The crew initially expected to greet Atlantis' crew this week. But the shuttle is set to launch Sept. 6 on mission STS-115 to bring a new truss section to the station, complete with a second set of 240-foot solar wings.
The mission was originally planned to launch Aug. 27. It was postponed first to check possible lightning damage and then due to Tropical Storm Ernesto. The delay gave Commander Pavel Vinogradov, Flight Engineer NASA Science Officer Jeff Williams and European Space Agency astronaut Thomas Reiter of Germany more time to prepare for Atlantis' mission.
The crew packed items that will be returned to Earth and reviewed plans for the shuttle flight's three spacewalks.
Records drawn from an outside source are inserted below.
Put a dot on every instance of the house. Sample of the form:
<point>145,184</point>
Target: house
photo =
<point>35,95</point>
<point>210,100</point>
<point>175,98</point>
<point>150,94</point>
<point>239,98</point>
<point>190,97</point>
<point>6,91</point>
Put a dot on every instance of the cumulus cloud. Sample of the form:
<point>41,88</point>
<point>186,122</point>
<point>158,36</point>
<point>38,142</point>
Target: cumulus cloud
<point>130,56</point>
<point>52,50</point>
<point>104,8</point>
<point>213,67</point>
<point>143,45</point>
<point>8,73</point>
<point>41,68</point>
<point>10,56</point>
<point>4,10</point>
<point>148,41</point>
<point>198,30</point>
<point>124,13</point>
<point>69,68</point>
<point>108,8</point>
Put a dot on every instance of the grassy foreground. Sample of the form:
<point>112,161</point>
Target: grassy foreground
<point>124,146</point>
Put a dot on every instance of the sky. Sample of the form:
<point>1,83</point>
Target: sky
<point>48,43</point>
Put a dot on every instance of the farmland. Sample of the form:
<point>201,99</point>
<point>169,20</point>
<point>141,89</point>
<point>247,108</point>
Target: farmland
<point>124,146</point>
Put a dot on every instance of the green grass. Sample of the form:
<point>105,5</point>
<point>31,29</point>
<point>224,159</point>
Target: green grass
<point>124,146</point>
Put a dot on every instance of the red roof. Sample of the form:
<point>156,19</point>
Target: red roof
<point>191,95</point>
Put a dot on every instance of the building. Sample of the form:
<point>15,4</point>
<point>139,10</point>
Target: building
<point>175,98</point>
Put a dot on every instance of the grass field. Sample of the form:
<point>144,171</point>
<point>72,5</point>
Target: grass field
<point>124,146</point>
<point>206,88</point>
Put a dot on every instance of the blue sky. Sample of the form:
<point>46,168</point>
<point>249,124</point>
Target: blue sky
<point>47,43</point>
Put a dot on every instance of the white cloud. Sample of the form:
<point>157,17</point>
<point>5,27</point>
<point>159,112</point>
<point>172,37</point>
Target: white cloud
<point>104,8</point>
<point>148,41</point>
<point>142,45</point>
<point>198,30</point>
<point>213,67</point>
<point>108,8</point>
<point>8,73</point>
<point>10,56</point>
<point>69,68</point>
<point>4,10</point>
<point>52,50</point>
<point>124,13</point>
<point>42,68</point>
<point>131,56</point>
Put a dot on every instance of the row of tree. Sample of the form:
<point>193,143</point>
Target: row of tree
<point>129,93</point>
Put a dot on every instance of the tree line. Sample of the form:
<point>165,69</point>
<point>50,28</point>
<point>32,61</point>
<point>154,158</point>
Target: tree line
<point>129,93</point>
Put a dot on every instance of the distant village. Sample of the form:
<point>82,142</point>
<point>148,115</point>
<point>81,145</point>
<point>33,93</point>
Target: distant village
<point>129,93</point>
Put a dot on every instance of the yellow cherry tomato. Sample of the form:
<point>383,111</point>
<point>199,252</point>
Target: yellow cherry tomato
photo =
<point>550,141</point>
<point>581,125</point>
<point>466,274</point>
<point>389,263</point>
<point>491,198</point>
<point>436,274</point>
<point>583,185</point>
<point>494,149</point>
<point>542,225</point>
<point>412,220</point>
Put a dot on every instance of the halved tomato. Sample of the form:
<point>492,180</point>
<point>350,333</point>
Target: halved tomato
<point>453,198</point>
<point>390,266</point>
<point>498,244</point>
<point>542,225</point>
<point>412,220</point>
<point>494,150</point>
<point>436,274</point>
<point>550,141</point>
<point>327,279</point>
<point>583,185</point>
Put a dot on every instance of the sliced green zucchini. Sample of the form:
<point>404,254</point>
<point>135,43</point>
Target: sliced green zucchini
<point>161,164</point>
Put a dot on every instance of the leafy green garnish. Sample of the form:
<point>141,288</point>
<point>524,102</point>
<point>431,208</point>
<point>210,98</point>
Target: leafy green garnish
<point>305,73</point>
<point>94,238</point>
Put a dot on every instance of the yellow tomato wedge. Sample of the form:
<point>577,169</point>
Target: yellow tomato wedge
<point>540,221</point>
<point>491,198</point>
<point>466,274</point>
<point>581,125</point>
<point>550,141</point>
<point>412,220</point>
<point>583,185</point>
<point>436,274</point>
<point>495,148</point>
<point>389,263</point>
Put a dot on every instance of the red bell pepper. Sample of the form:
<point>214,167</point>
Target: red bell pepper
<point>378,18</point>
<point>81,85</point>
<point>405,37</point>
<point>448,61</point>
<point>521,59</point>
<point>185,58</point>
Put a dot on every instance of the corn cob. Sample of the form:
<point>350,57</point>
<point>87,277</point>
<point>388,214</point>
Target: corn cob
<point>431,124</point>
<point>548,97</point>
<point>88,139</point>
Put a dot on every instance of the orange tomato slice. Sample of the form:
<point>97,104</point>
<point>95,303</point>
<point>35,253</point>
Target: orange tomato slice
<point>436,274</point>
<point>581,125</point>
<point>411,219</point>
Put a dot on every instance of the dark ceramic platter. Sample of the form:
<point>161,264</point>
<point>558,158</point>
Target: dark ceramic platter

They also conducted normal station maintenance, daily exercise sessions and scientific experiments.
Williams spent parts of three days this week working with a cosmic radiation study called the Anomalous Long-Term Effects in Astronauts' Central Nervous Systems. The experiment tracks cosmic radiation while monitoring brain activity and recording the subject's visual perceptions. Williams spent one orbit, about 90 minutes, floating prone with sensor blocks over and beside his head. The experiment's results may help develop ways to protect future space fliers from the effects of cosmic radiation.
Later in the week, Williams worked with the Capillary Flow Effects experiment, studying the dynamics of capillary flow in microgravity. Insight gained from the experiment may help in the developments of fluid transport systems for future spacecraft.
Other work included testing a seal the astronauts replaced on an experiment facility called the Microgravity Science Glovebox. The glovebox, in the U.S. laboratory Destiny, provides a contained environment for experiments involving fluid, flame or fumes.